Adaptive walks through fitness landscapes for early vascular land plants

Hypothetical adaptive walks (i. e., morphological transformation series gaining increasing relative fitness) were simulated through a computer-generated domain for early vascular land plant morphologies to examine the relationship between the dynamics of adaptive walks and the topologies of fitness landscapes. A total of 15 hypothetical adaptive walks were simulated, assuming that relative fitness was based on performing one or more of four biological tasks: maximizing light interception, mechanical stability, and reproductive success, and minimizing total surface area. Morphologies occupying fitness peaks typically were similar to some early vascular land plant remains. The most stringent task (the minimization of total surface area) resulted in a few, comparatively small Y-shaped morphologies.
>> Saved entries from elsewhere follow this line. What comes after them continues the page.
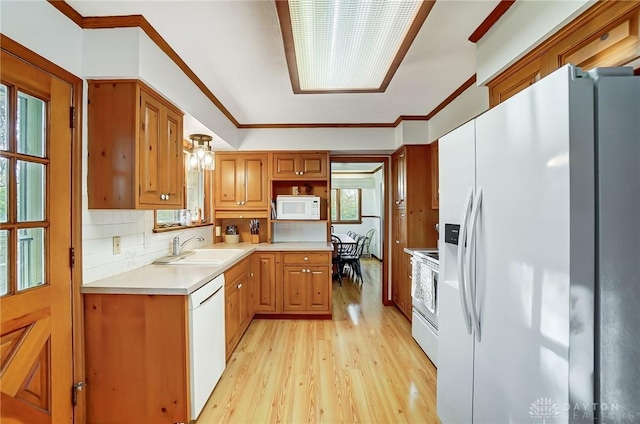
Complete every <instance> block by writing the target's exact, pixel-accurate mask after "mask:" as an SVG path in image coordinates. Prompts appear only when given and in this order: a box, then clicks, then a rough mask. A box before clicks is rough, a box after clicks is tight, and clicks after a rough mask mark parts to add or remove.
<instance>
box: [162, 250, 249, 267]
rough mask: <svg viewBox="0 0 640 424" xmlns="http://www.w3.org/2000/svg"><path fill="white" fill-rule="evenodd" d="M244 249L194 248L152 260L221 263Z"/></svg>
mask: <svg viewBox="0 0 640 424" xmlns="http://www.w3.org/2000/svg"><path fill="white" fill-rule="evenodd" d="M242 252H244V249H194V250H190V251H187V252H183V253H181V254H179V255H177V256H165V257H163V258H160V259H158V260H157V261H154V263H155V264H165V265H222V264H223V263H225V262H226V261H228V260H229V259H231V258H233V257H234V256H237V255H239V254H240V253H242Z"/></svg>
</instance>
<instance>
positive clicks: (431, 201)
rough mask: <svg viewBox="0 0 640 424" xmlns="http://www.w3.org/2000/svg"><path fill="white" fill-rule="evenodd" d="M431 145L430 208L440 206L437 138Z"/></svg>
mask: <svg viewBox="0 0 640 424" xmlns="http://www.w3.org/2000/svg"><path fill="white" fill-rule="evenodd" d="M429 146H430V147H431V209H439V208H440V175H439V172H440V167H439V165H438V163H439V162H438V140H436V141H434V142H433V143H431V144H430V145H429Z"/></svg>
Based on the 15 walks, the number of fitness peaks increased and their heights decreased as the number of tasks simultaneously performed increased. These results (which are consistent with prior computer-simulated walks treating light interception, mechanical stability, and reproductive success) suggest that the biological requirement to conserve water reduced the number of phenotypic options available to the earliest land plants, and that, once this adaptive hurtle was overcome, the simultaneous performance of two or more tasks, increased the number of phenotypic options with equivalent relative fitnesses that could be rapidly reached due to the comparatively small fitness differential between derived and ancestral morphologies.